Mr. Coffee may mean well, but he’s ultimately a cheap, imprecise appliance that drips water unevenly over your coffee grounds (which wastes coffee) and can burn everything with his heating plate on the glass carafe. Brewing your own coffee tastes better. It’s also more efficient and even fun. After years of tinkering and experimentation, I’ve settled on a morning French press, which immerses the grounds in hot water for a full, even flavor. I also like the meditative process of a pour-over and ease of a Clever Dripper (basically a hybrid between a French press and pour-over). No hard feelings, Mr.

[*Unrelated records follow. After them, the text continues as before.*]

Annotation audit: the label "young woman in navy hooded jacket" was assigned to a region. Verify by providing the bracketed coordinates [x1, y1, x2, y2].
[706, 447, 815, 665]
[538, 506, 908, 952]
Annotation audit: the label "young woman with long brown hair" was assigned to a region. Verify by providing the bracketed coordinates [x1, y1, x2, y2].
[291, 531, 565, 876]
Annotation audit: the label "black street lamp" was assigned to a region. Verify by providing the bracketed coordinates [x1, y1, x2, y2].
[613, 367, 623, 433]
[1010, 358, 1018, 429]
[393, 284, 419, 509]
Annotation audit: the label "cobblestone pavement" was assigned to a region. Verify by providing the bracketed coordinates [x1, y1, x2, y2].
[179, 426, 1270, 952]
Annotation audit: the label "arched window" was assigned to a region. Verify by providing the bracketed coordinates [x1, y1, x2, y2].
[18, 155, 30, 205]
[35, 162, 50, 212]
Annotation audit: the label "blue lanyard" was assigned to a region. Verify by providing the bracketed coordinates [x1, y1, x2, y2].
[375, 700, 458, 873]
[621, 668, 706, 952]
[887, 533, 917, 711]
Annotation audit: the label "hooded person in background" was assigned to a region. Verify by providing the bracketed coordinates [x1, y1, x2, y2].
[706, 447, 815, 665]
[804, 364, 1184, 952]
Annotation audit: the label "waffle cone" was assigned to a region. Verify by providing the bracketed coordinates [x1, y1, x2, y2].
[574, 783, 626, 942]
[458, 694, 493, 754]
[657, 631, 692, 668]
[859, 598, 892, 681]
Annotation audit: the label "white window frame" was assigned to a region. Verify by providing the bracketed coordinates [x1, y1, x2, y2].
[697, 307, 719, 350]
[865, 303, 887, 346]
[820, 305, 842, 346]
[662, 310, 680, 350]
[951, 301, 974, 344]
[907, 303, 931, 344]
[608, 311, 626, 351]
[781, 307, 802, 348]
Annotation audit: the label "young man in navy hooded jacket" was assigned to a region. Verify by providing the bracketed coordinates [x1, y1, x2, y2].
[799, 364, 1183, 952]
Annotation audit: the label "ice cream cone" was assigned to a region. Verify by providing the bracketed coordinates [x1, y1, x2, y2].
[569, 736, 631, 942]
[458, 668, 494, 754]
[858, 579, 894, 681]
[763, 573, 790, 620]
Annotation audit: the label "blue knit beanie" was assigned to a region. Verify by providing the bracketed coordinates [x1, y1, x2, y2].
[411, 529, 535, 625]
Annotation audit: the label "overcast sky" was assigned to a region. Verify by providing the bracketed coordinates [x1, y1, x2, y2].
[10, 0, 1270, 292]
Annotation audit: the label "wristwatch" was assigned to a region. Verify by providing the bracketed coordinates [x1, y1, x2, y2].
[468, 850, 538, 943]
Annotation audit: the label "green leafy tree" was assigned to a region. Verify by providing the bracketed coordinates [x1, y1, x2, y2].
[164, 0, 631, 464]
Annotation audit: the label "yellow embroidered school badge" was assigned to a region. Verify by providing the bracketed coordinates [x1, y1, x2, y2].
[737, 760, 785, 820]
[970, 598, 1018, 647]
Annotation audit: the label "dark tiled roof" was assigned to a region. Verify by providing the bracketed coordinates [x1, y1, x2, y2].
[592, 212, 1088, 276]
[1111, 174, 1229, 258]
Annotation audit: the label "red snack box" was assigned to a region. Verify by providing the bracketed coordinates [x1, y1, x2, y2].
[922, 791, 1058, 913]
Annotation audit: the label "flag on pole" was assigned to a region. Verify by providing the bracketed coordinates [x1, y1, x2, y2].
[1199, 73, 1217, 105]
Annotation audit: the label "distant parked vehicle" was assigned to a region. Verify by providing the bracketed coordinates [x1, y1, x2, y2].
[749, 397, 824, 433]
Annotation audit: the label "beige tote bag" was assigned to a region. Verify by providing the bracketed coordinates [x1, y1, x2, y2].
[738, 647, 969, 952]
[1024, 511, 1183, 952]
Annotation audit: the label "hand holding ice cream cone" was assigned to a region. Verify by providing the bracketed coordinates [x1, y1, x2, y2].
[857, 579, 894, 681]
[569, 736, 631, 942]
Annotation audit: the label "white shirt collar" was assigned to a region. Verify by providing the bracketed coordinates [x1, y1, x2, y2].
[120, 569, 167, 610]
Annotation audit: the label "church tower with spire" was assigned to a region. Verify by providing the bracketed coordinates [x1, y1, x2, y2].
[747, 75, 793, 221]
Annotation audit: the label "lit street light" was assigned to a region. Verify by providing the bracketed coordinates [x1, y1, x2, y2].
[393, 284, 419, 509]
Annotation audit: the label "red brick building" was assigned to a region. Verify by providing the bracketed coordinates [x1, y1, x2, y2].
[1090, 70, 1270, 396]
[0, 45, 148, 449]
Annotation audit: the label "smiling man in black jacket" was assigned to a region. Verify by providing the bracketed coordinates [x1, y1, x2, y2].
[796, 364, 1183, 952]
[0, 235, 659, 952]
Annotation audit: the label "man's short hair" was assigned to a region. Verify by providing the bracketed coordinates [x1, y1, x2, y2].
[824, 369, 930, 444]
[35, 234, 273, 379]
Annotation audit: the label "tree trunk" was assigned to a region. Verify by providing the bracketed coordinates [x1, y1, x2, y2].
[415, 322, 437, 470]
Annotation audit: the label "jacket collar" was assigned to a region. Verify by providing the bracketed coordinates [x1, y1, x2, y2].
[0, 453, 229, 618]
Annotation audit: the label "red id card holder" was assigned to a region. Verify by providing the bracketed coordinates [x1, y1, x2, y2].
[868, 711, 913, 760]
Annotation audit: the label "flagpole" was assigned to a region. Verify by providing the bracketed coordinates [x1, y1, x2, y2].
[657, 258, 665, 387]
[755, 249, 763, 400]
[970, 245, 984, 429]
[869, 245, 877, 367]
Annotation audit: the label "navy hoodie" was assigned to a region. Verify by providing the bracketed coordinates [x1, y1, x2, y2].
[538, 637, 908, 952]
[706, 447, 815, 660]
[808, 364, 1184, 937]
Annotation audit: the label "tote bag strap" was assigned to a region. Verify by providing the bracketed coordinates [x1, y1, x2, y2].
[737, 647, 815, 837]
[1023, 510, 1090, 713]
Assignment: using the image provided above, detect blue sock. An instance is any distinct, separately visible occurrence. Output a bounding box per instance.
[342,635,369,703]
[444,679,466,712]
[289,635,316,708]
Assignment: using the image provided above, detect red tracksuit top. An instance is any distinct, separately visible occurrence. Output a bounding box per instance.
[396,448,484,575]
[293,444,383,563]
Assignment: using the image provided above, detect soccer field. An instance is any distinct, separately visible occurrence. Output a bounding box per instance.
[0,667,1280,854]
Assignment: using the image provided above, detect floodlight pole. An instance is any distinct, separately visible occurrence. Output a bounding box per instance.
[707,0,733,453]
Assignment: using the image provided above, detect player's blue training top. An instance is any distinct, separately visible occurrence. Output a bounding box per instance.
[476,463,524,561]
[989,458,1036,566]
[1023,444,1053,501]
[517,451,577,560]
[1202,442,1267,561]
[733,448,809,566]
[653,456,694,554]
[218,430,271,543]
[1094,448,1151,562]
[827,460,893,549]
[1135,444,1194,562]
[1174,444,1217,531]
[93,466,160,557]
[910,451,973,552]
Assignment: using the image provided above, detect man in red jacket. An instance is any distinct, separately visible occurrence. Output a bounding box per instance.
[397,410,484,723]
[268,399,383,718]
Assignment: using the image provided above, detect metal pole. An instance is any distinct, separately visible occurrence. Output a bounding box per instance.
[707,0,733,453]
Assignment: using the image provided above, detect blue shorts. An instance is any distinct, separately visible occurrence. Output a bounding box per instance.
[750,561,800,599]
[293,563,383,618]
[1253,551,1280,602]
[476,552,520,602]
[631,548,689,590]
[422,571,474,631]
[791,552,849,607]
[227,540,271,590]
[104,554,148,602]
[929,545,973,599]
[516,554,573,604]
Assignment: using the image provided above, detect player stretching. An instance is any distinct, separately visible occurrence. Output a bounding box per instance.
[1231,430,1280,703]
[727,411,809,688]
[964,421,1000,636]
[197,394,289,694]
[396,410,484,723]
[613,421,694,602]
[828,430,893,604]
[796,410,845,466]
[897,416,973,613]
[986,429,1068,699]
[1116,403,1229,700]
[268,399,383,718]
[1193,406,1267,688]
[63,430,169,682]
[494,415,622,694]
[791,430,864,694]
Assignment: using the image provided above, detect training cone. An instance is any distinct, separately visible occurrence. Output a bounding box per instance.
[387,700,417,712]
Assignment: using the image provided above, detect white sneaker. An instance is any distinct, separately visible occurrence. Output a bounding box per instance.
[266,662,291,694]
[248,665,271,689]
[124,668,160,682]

Coffee.

DRINK IT BLACK

Do you know why so many folks put milk, sugar and other additives in their coffee? Because most coffee tastes bad. Mass-produced coffees sold at supermarkets—especially pre-ground coffees and Keurig pods—can be stale, burned or even rancid. “Dark roast” beans are the worst offenders. That sticky gloss you often see on the beans? That is a bean’s oils sweated out, sitting and rotting on the surface. Specialty coffee roasters do it right, though. They carefully calibrate specifications (see below) to coax out a bean’s unique flavor. The resulting cup of straight black coffee yields flavors you’ll neither need nor even want to warp with additives. Speaking of flavor…

TASTER’S CHOICES

Hazelnut or French vanilla coffee doesn’t occur in nature. So why do specialty roasters nevertheless tag their coffees with flavor descriptors like, yes, “hazelnut” or “vanilla”? Or “grape,” or “blackberry,” or even non-flavor adjectives like “silky” or “juicy”? Similar to wine, these words allude to the senses and factors that influence how a coffee tastes—aroma, flavor, body, and finish. A coffee from Honduras, for instance, may have a citrus-y aroma and flavor, chocolatey body, and bright finish; an Ethiopian coffee will have a more berry-forward flavor and aroma, juicy body, and a complex finish. You can’t miss the differences when you sip these coffees side by side. The Specialty Coffee Association, a consumer-friendly trade organization, even publishes a “taster’s flavor wheel” to show coffee’s wide range.

ORIGINS MATTER—NEAR AND FAR

As implied above, different parts of the world produce coffee with different characteristics. I favor coffees from Africa, but an Ethiopia coffee tastes almost dessert-like compared with the acidic sweetness of a coffee from Kenya. (You can split the difference with harder-to-find seasonal coffees from Rwanda, which offer notes of caramel and spice.) After buying and importing raw—i.e. “green”—coffee beans straight from the farms in these regions and others, local roasters fine-tune the right balance of roasting temperatures and time to capitalize on a bean’s inherent qualities. These “single-origin” coffees are fantastic, but many excellent coffee blends combine countries and even continents. (For example, Pachamama’s fantastic Sactown blend—no relation to this magazine, alas—marries two Ethiopian coffees with varieties from Guatemala and Mexico.)

YOU GET WHAT YOU PAY FOR

I gladly spend $5 or even $6 (including tip) on a basic cup of coffee at a local specialty cafe, or roughly $20 on a bag of beans. I have few other indulgences, and unbelievable labor went into that coffee. It likely started with a “direct-trade” arrangement between coffee farmers and roasters, the latter of whom travel all the way “to origin” (i.e. farms) to sample and purchase seasonal coffee “lots.” Farmers must grow, harvest, process and ship the beans in those lots. Upon arriving in Sacramento, the beans are roasted, packaged and distributed—and, if you drink the coffee at a cafe, brewed by highly trained baristas. I’m surprised it doesn’t cost more. Mass-market coffee—with its stale beans, harsh flavors and vaguely dehumanizing fast-food vibe—feels like the real swindle. Indeed, when I do the math (and, of course, brew the coffee myself), my $20, 12-ounce bag of beans yields 14 cups of first-class coffee at less than $1.50 apiece. Specialty coffee is the best bargain in town! Who knew?